Note: The code here is for educational purposes only. It demonstrates a simplified "blinded signing" process, not a production-ready blind signature scheme.

🔍 What’s a Blind Signature?

A blind signature lets someone sign a message without seeing what it says. It’s like getting a document notarized while keeping its contents secret. Perfect for:

• Anonymous Voting: Prove your vote is valid without revealing your choice.
• Digital Cash: Spend money anonymously while ensuring it’s legit.
• Privacy Systems: Authenticate without exposing sensitive data.

📬 Fun Analogy

Imagine:

• You write a secret message (e.g., your vote) and lock it in an envelope with a random code (blinding factor r).

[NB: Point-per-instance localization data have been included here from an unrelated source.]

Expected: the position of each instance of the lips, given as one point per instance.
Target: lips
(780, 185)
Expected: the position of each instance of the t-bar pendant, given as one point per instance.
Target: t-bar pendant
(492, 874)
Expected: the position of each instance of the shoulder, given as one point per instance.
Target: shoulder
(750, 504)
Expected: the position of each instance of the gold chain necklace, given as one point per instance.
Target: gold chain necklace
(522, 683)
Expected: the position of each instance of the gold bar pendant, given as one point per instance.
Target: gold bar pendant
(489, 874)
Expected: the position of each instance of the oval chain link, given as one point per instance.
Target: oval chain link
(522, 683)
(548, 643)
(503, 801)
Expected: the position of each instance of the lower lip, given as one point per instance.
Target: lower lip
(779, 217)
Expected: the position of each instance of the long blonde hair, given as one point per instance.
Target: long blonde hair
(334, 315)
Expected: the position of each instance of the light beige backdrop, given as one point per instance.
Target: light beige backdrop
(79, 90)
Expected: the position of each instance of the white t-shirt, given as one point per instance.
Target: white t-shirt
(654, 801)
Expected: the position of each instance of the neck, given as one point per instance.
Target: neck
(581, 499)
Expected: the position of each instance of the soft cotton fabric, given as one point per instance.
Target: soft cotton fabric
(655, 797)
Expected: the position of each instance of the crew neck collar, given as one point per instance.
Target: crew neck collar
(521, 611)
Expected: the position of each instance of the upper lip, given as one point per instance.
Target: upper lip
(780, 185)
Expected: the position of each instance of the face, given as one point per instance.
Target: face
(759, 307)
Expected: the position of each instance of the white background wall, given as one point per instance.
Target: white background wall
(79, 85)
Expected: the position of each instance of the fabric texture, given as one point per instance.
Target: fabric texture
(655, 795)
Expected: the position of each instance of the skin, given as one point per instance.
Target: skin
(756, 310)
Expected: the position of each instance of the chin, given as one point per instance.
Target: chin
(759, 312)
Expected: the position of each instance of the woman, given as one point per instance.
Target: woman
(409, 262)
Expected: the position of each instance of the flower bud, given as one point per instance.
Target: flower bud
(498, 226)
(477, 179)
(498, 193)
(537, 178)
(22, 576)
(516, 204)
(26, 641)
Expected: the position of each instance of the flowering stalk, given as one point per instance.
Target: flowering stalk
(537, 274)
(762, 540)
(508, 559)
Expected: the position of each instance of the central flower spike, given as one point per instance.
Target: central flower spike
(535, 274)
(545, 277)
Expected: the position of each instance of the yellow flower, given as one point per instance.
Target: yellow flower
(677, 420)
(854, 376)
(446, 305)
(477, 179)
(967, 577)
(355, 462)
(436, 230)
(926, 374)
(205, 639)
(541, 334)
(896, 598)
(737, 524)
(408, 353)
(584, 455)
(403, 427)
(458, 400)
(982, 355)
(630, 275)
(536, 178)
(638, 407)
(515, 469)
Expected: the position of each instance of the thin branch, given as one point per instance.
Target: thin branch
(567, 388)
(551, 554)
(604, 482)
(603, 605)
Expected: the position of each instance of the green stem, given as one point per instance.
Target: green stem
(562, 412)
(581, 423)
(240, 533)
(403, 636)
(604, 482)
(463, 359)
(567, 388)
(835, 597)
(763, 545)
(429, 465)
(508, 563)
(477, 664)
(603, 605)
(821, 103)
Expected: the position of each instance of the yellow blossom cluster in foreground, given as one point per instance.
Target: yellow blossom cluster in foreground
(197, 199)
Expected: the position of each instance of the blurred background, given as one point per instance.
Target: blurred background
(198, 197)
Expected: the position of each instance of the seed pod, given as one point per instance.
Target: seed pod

• The signer stamps the envelope without opening it (signs the blinded message).

• You unlock the envelope to reveal a valid signature on your original message.

In true blind signatures, anyone can verify the signature later, and the signer can’t link it back to you. Our demo simplifies this—more on that below!

🛠️ How It Works (RSA Blind Signatures)

1. Blinding (Message Owner)

• Inputs:

  • Message m (hash first: H(m) for security).

  • Signer’s public key (e, N).

  • Random r (blinding factor, coprime to N).

• Compute blinded message:

  $$m_0=H(m)\cdot r^e\mathrm{m}\mathrm{o}\mathrm{d}N$$

  (This hides H(m) using r.)

2. Signing (Signer)

• Signer computes:

  $$s_0=m_0^d\mathrm{m}\mathrm{o}\mathrm{d}N$$

  (Uses private key d; sees only m₀, not m.)

3. Unblinding (Message Owner)

• Remove r to reveal true signature:

  $$s=s_0\cdot r^{-1}\mathrm{m}\mathrm{o}\mathrm{d}N$$

  (Now s is a standard RSA signature on H(m).)

4. Verification (Anyone)

• Check:

  $$s^e\mathrm{m}\mathrm{o}\mathrm{d}N=?H(m)\mathrm{m}\mathrm{o}\mathrm{d}N$$

 

This ensures privacy and verifiability—key traits of true blind signatures.

  

Real Example

Here’s how it plays out, using a very simple Python code (try it yourself):

Message: “This is my secret vote: Candidate A” (hashed for signing).



Blinded Message:

25897723902408099327373776355771596951454505987805654930136124529669853613571217498689712266047555878727633097755083911568054466854552878188783986656541344830523134519263213268568322177695772971330835117729396456932987581586515649824115022116802094922109371845081267710014621658369021334695128137436432538121



Blind Signature (from signer):

5404331721527606134618963912751537993817726180922751006788595610643400261256797673857856508673300186850435098081515931585908319002073523546602021280160281043681820557480739821317911636292140810422466493335397152401882199823767765417490837643254294385097067892204113527838668637097032035881736464391220513931



Unblinded Signature:

61432955544478180478345676980109024404621959943422218550091539812708838868048797277398793318100659142214413002155049337721940588986532249915418044917565614786207934212014955575354063990598631017200837783214465327211991760561018490638818742937982421995572078350543454217847437685605457067921920613509814513242



Verification: The signature is valid! Anyone can check it with the signer’s public key, and the signer never saw the vote.

 

🔮 Post-Quantum Twist: Dilithium Demo

RSA works great but is vulnerable to quantum computers. Enter Dilithium: a fast, lattice-based, NIST-standardized PQC signature scheme. Our demo adapts Dilithium for "blinded signing," but with caveats:

• What It Does: Hides the message from the signer, allows private verification.

• What It Doesn’t Do:

  • Public verifiability (needs the secret blinding factor).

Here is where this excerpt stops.